"This has been a tough stretch," said Carl Crawford, who has experienced some seasons when the team was the AL East doormat. "I can't deny that. It's just one of those things you just have to get through it. We definitely didn't expect it to be this way. But it is so we just have to deal with it. I didn't think it would end up like this."
Springer walked Luke Scott to start the Orioles' ninth. Wieters went the opposite way on a first-pitch fastball from the veteran right-hander for his seventh home run of the season to give the Orioles the win.
"It's a situation where you might bunt, but he gave me the sign to swing away and try and drive something," said Wieters, who had driven in five runs on Tuesday. "They gave me confidence to swing away and I was going to look for a fastball early and try to put a good swing on it, and I was fortunate enough that it carried out."
When the ball left the bat, Springer didn't think it was leaving the park.
"But he's a big fella and he hit it up high enough to where it just kept carrying," said Springer, who has given up three late homers to cost the Rays games this season. "He hit it good enough I guess."
Rays manager Joe Maddon didn't think Wieter's hit would leave the park either.
"When it left, I didn't think it was going that far," Maddon said. "He's just a strong young man and the ball just kept carrying. He hit it high and I really truly thought it was an out when it left the bat. But it had a good sound to it and he's strong. And it just kept going."
Andy Sonnanstine and Grant Balfour did what they had to do on the mound to keep the Rays in the game until the end.

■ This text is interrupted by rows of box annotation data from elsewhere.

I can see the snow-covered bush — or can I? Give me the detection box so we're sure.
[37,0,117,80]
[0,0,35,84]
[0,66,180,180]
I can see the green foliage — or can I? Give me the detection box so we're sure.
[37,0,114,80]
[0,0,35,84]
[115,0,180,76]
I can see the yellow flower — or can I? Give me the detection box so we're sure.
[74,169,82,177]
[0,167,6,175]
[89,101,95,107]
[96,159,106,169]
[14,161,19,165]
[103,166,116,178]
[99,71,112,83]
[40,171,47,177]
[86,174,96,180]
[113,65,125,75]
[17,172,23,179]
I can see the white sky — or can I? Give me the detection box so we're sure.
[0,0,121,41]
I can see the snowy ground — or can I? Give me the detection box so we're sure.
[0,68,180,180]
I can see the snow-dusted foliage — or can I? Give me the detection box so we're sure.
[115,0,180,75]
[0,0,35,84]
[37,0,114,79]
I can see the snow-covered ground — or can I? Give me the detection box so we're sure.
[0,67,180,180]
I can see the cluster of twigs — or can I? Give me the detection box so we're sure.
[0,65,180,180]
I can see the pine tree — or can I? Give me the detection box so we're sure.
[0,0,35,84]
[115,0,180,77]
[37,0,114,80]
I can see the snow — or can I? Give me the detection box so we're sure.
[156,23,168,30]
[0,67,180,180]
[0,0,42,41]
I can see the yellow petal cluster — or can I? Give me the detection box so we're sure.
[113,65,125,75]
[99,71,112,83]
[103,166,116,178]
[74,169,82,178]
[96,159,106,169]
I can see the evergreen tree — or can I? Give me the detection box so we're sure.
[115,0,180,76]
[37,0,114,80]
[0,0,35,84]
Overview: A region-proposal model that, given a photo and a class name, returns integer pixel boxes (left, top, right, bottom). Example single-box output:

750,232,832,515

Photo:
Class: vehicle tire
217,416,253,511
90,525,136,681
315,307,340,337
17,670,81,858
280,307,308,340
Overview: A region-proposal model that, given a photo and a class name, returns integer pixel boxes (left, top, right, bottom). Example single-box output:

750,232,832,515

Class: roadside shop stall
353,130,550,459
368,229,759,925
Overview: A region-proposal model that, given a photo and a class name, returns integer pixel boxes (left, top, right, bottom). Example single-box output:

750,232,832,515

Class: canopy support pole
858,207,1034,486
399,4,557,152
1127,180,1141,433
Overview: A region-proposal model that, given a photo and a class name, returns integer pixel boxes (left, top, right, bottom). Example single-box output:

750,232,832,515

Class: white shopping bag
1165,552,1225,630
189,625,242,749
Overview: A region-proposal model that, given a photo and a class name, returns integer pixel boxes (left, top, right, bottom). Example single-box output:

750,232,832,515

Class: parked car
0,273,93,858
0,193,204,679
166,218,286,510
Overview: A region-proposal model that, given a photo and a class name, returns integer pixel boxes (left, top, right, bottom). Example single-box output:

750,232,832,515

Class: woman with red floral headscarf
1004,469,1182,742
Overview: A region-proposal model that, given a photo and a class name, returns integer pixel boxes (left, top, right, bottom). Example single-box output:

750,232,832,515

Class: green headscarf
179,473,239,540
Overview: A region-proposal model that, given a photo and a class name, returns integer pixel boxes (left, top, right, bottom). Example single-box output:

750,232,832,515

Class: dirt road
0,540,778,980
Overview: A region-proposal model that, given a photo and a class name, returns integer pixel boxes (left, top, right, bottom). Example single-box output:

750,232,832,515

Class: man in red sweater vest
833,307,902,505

Sonnanstine has suffered through a difficult season in 2009 after winning 13 games for the Rays in 2008. He began the season as the team's No. 4 starter, but went 6-7 with a 6.61 ERA in 15 starts and was optioned to Triple-A Durham on June 27. Sonnanstine spent two months and nine starts pitching for the Bulls before returning to the Rays on Sept. 2 to makes his first of two losing starts that saw him allow 11 earned runs on 14 hits in 5 2/3 innings.
With up-and-coming prospect Wade Davis making a good showing in his Major League debut, Sonnanstine was relegated to the bullpen. But Sunday's doubleheader in Boston made necessary a spot start and Sonnanstine took advantage of the opportunity, allowing one earned run in 5 2/3 innings.
"I was much more in control of my body and my pitches and I was aggressive," Sonnanstine said. "There were still a couple of walks I dind't want to happen tonight. But overall I felt good. I felt aggressive and confident. I feel like it's a good stepping stone."
The Rays' collective effort in the field has haunted the team all season. Willy Aybar played first Wednesday night and his lack of leather cost the Rays dearly.
Holding a 1-0 lead after three innings, the Orioles scored their second run of the game as a result of an Aybar error. Brian Roberts led off the inning with what appeared to be a routine grounder to first, but Aybar booted the chance. Two outs later Scott doubled to right field to drive in Roberts to make it 2-0.
Balfour took over for Sonnanstine with two outs and two aboard in the sixth and retired Scott out a pop out. The hard-throwing Aussie returned to pitch the seventh and retired the Orioles in order, looking overpowering while striking out two of the three hitters he faced.
Gregg Zaun led off the sixth with a solo home run to right against Orioles starter Chris Tillman to cut the lead to 2-1.